The first week of 2016 got off to a rocky start, as the S&P had its worst opening week in history. The S&P 500 lost 5.96%, the Dow dropped 6.19% and the Nasdaq fell by 7.26%

For the bulls, there was little to point to last week as nearly every sector of the market fell apart. However, the December Jobs Report crushed expectations as 292,000 jobs were created vs. 200,000 expected. Also, a contrarian may point to the extreme bearish sentiment across the market, which may signal a bottom.

For the bears, everything went right. The S&P 500, the Dow and Nasdaq are now down over 10% from their highs and have officially fallen into a “correction,” and small-cap stocks have been hit considerably harder, as the average small-cap stock is now down nearly 30% from its high. In addition, China’s Shanghai Composite lost 10% last week, and trading was halted for the day on two occasions, as circuit breakers were triggered to prevent greater losses.


The Chicago Board of Options Volatility Index (VIX) closed the week at 27, higher by 48.33% for the week. This is the highest level for the fear index since the market plunged in August and again in September. While the VIX is certainly showing that traders are concerned, the rise has been slow and steady, without extreme spikes. I find this lack of panic interesting, in light of the nasty selloff and calls by many traders for a much more significant market decline.

Events for the Week to Come

The upcoming week is full of economic data releases, Federal Reserve member speeches and the start of earnings season. Unfortunately, very little of that will matter to U.S. stocks. For the time being, the U.S. markets will likely continue to get pushed and pulled by Chinese economic data and currency movement. When that will end is anyone’s guess.

Companies of note that are reporting earnings this week are:
Alcoa (AA) Monday
CSX Corporation (CSX) Tuesday
JPMorgan (JPM) Thursday
Intel (INTC) Thursday
Citigroup (C) Friday
Wells Fargo (WFC) Friday

What Traders are Saying

Unless you were out of the market and in cash, there was no escaping the carnage of last week. For example, the leaders of the market from 2015 like Facebook (FB) and Amazon (AMZN) lost 7% and 10% respectively to start the year. Similarly, leading financial stocks JPMorgan (JPM) and Goldman Sachs (GS) lost approximately 10% each. And the pain wasn’t limited to stocks that had performed well in the previous year; the energy sector and transports continued their downward spiral, as the Energy ETF (XLE) and Transport ETF (IYT) lost another 7%.

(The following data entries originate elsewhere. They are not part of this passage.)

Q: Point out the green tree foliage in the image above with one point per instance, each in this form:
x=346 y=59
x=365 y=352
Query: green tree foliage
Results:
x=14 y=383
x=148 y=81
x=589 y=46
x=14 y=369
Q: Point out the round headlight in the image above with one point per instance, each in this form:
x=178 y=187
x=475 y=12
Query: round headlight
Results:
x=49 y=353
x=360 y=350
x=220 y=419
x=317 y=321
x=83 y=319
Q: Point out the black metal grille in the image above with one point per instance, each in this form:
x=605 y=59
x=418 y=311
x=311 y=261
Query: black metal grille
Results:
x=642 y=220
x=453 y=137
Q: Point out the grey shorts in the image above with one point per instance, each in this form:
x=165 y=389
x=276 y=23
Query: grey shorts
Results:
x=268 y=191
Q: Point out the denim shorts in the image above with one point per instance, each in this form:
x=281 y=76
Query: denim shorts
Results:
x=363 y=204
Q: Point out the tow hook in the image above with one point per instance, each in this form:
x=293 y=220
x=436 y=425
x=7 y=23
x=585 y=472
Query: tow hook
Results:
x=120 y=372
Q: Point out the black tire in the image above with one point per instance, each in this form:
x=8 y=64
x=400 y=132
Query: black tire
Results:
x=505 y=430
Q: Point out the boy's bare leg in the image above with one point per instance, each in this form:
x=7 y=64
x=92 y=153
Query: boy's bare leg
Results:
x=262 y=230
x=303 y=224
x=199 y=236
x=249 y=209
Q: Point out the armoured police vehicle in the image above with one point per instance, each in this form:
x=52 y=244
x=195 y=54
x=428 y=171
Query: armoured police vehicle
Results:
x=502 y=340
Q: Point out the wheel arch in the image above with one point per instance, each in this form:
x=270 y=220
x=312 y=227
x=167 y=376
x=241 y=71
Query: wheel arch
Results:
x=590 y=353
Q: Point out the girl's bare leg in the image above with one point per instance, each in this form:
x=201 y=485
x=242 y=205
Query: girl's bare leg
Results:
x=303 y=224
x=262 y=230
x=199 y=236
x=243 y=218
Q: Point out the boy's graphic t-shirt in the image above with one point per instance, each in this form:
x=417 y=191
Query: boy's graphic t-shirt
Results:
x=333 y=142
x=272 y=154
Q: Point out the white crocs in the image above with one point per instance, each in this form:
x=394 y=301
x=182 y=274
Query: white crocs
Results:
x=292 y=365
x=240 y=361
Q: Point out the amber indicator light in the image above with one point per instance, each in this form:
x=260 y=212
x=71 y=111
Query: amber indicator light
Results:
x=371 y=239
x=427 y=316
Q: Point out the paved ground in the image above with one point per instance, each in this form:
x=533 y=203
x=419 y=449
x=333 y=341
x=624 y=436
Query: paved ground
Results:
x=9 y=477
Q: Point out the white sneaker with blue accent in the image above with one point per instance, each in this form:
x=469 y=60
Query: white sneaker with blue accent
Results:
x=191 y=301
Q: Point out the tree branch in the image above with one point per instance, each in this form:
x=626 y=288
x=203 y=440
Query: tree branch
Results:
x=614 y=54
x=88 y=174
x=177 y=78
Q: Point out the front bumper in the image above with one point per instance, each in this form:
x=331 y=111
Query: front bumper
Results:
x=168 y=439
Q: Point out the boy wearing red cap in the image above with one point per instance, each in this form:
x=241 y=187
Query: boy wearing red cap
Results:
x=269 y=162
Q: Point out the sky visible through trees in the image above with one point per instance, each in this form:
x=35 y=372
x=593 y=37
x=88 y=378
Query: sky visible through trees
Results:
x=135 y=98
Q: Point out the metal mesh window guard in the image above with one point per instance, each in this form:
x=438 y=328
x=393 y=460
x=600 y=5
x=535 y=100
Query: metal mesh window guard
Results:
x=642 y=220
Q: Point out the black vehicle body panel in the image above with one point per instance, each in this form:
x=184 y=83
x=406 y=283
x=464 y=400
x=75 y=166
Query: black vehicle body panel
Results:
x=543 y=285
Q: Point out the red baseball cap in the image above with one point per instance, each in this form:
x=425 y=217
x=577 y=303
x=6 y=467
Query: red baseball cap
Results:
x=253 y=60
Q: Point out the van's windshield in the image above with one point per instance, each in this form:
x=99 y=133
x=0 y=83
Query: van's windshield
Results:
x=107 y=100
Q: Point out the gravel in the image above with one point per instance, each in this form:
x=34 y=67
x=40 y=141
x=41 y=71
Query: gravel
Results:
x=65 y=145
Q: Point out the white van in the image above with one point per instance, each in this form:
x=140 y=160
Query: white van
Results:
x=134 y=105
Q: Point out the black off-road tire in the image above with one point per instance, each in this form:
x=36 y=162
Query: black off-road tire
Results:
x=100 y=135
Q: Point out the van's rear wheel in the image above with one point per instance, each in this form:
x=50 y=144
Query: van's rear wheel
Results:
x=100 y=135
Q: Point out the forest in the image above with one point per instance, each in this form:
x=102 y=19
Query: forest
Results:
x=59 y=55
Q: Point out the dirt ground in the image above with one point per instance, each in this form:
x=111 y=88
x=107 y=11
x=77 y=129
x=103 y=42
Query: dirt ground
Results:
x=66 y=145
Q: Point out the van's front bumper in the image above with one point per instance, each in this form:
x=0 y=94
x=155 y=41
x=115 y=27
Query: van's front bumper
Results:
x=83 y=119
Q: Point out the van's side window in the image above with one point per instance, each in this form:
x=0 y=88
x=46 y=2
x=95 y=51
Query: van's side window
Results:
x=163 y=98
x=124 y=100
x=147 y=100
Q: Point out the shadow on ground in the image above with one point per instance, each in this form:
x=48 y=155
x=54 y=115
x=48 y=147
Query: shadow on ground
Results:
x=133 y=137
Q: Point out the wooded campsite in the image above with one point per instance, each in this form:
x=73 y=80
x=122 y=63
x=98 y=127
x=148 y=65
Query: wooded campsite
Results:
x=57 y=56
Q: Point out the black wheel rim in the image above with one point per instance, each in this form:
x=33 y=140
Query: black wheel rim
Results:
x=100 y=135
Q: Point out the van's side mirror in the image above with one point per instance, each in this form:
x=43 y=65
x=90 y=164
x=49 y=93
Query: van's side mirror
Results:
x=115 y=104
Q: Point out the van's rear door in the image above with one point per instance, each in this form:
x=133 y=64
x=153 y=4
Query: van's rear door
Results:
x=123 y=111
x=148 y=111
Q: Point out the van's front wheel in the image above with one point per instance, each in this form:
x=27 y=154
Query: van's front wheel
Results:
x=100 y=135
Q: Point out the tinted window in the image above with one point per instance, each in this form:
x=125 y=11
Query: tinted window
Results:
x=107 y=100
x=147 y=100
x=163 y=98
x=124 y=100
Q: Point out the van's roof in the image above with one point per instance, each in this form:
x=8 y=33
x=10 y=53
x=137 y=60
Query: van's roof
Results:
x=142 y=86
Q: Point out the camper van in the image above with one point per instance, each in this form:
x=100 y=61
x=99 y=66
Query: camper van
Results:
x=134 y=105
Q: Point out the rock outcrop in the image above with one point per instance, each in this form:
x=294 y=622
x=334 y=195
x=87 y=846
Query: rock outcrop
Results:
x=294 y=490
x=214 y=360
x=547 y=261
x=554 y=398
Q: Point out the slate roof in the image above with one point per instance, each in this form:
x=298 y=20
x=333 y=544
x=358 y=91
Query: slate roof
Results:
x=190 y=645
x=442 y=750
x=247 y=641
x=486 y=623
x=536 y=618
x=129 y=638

The week’s selloff clearly hurt many of our positions as well. We were already in trouble with stocks like KKR (KKR) and JetBlue (JBLU) even though we had taken profits on half our positions. However, our former big profits in Nvidia (NVDA) and Microsoft (MSFT) have now disappeared as the market destruction left very few stocks unharmed. That said, some perspective is needed. Last week was just that—ONE week. While I would prefer all of our positions to go straight up every day, that’s not realistic. If the selling pressure continues, we will either exit or adjust many of our positions.